John Lucas was a British poet, critic, biographer, anthologist and literary historian. He ran a poetry publisher called Shoestring Press, and he was the author of 92 Acharnon Street, which won the Dolman Best Travel Book Award in 2008.

Life and career

Lucas was born in Exeter, Devon, England, on 26 June 1937. He taught English at universities throughout the world, and was Professor Emeritus at the Universities of Loughborough and Nottingham Trent. Lucas wrote and translated over 40 books, including critical studies of Dickens, John Clare, and Arnold Bennett, books on English poetry, an anthology of the works of Nancy Cunard, as well as a life of his maternal grandfather, which combines biography with social history. In 2010, Lucas published Next Year Will Be Better: A Memoir of England in the 1950s. From 2011, Lucas also wrote several novels, including Waterdrops.
His collections of poetry include Studying Grosz on the Bus, winner of the Aldeburgh Festival Poetry Prize, A World Perhaps: New & Selected Poems, Flute Music and Things to Say. He also edited an anthology, The Isles of Greece, for Eland.

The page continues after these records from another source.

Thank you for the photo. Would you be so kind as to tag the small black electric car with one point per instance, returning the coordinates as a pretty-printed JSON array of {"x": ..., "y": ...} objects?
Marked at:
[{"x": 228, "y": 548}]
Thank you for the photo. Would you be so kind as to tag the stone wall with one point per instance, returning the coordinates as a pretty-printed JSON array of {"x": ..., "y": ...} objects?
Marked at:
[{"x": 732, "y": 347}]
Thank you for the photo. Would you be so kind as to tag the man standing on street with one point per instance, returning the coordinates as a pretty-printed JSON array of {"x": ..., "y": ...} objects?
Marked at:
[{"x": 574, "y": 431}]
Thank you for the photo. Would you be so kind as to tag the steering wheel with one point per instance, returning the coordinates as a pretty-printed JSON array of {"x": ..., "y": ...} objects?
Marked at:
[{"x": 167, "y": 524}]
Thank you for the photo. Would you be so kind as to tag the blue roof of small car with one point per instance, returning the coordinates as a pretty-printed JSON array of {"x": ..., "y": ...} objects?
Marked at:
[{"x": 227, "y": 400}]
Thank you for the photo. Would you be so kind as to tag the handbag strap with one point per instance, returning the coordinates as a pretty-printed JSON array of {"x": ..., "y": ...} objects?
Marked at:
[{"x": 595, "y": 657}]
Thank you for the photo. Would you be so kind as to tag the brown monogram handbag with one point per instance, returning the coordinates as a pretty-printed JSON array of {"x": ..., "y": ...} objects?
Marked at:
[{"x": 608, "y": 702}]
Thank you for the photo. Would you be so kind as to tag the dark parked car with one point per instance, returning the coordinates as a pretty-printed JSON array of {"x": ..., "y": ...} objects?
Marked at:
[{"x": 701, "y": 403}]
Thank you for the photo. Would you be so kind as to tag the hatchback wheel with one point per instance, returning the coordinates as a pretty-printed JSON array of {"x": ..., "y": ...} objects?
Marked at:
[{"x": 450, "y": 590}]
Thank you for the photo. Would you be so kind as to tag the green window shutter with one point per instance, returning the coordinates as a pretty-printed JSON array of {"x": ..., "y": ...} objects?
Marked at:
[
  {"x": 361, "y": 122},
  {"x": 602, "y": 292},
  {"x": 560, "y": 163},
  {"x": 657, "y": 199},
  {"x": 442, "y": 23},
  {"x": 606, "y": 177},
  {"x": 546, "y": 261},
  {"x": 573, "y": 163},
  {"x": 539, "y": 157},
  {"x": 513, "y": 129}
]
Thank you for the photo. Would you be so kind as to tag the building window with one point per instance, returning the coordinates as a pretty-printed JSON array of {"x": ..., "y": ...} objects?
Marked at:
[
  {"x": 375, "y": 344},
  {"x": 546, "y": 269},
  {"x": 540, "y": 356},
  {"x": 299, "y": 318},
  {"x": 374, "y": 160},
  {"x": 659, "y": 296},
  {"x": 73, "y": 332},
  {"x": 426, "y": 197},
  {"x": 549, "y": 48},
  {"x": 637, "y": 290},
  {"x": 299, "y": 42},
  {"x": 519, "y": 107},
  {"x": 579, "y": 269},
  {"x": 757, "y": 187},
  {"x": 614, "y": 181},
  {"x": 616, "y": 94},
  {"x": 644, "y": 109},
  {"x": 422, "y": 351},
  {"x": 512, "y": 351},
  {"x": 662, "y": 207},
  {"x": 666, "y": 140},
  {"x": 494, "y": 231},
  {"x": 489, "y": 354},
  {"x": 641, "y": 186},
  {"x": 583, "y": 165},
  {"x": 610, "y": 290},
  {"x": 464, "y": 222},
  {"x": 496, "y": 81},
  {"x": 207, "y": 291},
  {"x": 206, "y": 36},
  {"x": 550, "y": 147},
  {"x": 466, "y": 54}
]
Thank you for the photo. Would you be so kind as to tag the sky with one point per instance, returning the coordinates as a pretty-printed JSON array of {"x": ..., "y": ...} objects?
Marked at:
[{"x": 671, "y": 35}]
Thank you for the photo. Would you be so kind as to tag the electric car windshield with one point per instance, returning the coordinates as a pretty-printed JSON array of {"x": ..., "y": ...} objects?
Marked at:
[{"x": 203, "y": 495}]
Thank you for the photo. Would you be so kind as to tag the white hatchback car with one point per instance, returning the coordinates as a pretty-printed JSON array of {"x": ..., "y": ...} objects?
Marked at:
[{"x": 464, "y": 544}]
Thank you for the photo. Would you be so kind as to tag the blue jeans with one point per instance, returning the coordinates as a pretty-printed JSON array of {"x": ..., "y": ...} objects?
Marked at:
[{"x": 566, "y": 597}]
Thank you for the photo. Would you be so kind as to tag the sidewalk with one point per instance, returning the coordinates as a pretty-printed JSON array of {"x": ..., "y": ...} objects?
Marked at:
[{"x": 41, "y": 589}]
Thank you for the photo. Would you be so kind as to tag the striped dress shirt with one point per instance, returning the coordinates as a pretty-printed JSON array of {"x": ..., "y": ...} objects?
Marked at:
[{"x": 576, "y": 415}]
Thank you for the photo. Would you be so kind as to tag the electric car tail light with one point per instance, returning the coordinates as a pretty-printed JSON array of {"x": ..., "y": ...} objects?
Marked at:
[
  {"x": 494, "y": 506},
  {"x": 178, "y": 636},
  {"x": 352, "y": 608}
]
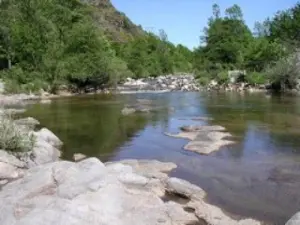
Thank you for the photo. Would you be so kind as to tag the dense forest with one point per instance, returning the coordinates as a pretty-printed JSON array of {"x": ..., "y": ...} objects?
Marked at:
[{"x": 48, "y": 44}]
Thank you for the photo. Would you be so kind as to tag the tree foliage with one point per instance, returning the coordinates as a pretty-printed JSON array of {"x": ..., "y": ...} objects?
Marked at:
[
  {"x": 228, "y": 43},
  {"x": 57, "y": 42}
]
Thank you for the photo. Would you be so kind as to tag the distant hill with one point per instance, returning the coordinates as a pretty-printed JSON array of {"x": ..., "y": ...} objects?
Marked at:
[{"x": 117, "y": 26}]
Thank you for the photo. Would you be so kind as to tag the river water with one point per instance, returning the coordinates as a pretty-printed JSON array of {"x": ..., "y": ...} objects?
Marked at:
[{"x": 257, "y": 177}]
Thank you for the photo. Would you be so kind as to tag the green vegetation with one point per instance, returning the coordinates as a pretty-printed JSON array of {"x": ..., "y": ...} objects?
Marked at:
[
  {"x": 267, "y": 53},
  {"x": 46, "y": 44},
  {"x": 87, "y": 45},
  {"x": 13, "y": 138}
]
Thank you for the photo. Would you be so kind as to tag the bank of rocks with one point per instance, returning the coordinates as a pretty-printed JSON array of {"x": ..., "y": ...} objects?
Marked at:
[
  {"x": 119, "y": 193},
  {"x": 45, "y": 149},
  {"x": 180, "y": 82}
]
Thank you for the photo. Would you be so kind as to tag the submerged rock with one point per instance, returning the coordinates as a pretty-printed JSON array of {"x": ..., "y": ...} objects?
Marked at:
[
  {"x": 28, "y": 122},
  {"x": 127, "y": 111},
  {"x": 91, "y": 193},
  {"x": 204, "y": 139},
  {"x": 295, "y": 220},
  {"x": 78, "y": 157},
  {"x": 48, "y": 136}
]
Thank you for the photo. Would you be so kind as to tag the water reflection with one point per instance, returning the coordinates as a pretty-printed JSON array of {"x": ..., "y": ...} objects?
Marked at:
[{"x": 259, "y": 176}]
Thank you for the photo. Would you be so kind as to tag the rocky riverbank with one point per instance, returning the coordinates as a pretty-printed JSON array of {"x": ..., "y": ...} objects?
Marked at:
[
  {"x": 90, "y": 192},
  {"x": 37, "y": 187},
  {"x": 180, "y": 82}
]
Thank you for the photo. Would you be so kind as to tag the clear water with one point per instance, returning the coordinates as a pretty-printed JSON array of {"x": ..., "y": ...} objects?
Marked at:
[{"x": 257, "y": 177}]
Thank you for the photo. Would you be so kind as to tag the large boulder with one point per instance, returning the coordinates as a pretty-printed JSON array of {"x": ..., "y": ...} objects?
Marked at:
[
  {"x": 8, "y": 171},
  {"x": 295, "y": 220},
  {"x": 91, "y": 193}
]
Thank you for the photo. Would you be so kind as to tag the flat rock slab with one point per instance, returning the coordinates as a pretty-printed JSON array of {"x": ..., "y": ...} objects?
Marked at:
[
  {"x": 204, "y": 139},
  {"x": 91, "y": 193}
]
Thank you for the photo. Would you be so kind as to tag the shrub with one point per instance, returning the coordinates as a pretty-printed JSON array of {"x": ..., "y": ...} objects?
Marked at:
[
  {"x": 13, "y": 137},
  {"x": 222, "y": 77},
  {"x": 256, "y": 78},
  {"x": 285, "y": 73}
]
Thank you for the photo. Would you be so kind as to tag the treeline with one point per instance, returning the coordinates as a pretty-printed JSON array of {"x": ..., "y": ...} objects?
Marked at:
[
  {"x": 268, "y": 53},
  {"x": 48, "y": 44}
]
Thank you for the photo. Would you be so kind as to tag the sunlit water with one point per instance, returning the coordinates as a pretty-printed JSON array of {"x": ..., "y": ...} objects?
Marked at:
[{"x": 257, "y": 177}]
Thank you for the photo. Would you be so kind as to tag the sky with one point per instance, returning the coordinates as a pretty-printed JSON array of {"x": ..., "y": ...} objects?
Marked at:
[{"x": 184, "y": 20}]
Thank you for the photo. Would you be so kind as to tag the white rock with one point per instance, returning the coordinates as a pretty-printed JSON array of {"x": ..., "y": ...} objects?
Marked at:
[
  {"x": 49, "y": 137},
  {"x": 295, "y": 220},
  {"x": 78, "y": 156},
  {"x": 8, "y": 171},
  {"x": 29, "y": 122},
  {"x": 43, "y": 152},
  {"x": 10, "y": 159}
]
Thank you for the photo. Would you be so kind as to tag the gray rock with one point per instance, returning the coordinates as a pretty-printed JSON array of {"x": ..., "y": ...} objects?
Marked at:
[
  {"x": 28, "y": 122},
  {"x": 182, "y": 187},
  {"x": 78, "y": 157},
  {"x": 45, "y": 101},
  {"x": 8, "y": 171},
  {"x": 127, "y": 111},
  {"x": 3, "y": 182},
  {"x": 203, "y": 139},
  {"x": 8, "y": 158},
  {"x": 295, "y": 220},
  {"x": 49, "y": 137},
  {"x": 90, "y": 193},
  {"x": 43, "y": 152}
]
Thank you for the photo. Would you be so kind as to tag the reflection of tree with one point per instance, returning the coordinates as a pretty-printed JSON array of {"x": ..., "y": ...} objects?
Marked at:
[
  {"x": 273, "y": 118},
  {"x": 86, "y": 126}
]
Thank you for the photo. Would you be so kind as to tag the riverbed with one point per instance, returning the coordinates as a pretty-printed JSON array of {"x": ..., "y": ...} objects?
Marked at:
[{"x": 257, "y": 177}]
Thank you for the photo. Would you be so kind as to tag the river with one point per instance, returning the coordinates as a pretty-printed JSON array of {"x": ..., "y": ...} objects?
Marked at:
[{"x": 257, "y": 177}]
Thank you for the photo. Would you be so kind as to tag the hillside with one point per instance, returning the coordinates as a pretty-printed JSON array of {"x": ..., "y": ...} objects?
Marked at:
[{"x": 117, "y": 26}]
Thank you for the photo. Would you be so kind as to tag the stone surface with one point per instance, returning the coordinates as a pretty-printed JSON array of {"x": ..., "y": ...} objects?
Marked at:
[
  {"x": 43, "y": 152},
  {"x": 48, "y": 136},
  {"x": 29, "y": 122},
  {"x": 8, "y": 158},
  {"x": 91, "y": 193},
  {"x": 184, "y": 188},
  {"x": 127, "y": 111},
  {"x": 179, "y": 82},
  {"x": 8, "y": 171},
  {"x": 295, "y": 220},
  {"x": 204, "y": 139},
  {"x": 78, "y": 157}
]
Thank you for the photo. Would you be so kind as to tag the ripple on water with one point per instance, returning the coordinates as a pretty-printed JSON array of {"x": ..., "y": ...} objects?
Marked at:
[{"x": 259, "y": 176}]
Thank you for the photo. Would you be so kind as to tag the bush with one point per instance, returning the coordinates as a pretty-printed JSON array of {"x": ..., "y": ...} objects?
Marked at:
[
  {"x": 222, "y": 77},
  {"x": 285, "y": 73},
  {"x": 256, "y": 78},
  {"x": 13, "y": 137}
]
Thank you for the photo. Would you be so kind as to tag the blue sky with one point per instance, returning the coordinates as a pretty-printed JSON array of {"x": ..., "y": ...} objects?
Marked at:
[{"x": 183, "y": 20}]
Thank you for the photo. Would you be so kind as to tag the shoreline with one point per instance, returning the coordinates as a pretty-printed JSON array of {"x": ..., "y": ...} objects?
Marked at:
[{"x": 213, "y": 207}]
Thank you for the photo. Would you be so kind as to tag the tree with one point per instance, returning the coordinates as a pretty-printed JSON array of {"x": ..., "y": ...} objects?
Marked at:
[{"x": 234, "y": 13}]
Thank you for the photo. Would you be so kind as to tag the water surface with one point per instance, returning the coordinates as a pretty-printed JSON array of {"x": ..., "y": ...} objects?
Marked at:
[{"x": 257, "y": 177}]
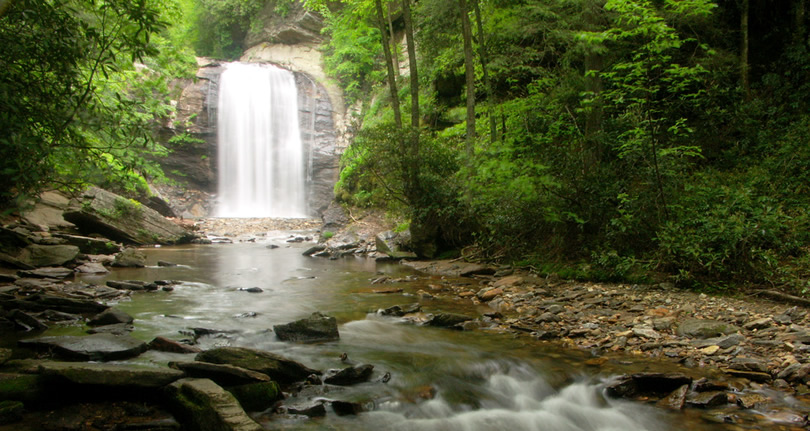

For over ten years he was poetry reviewer for the New Statesman. His most recent books include A World Perhaps: New and Selected Poems, The Radical Twenties: Writing, Politics, Culture, and The Good That We Do.
Lucas played jazz cornet and trumpet with the Nottingham-based Burgundy Street Jazzmen. In 1994, he founded Shoestring Press.
Lucas died in September 2025, at the age of 88.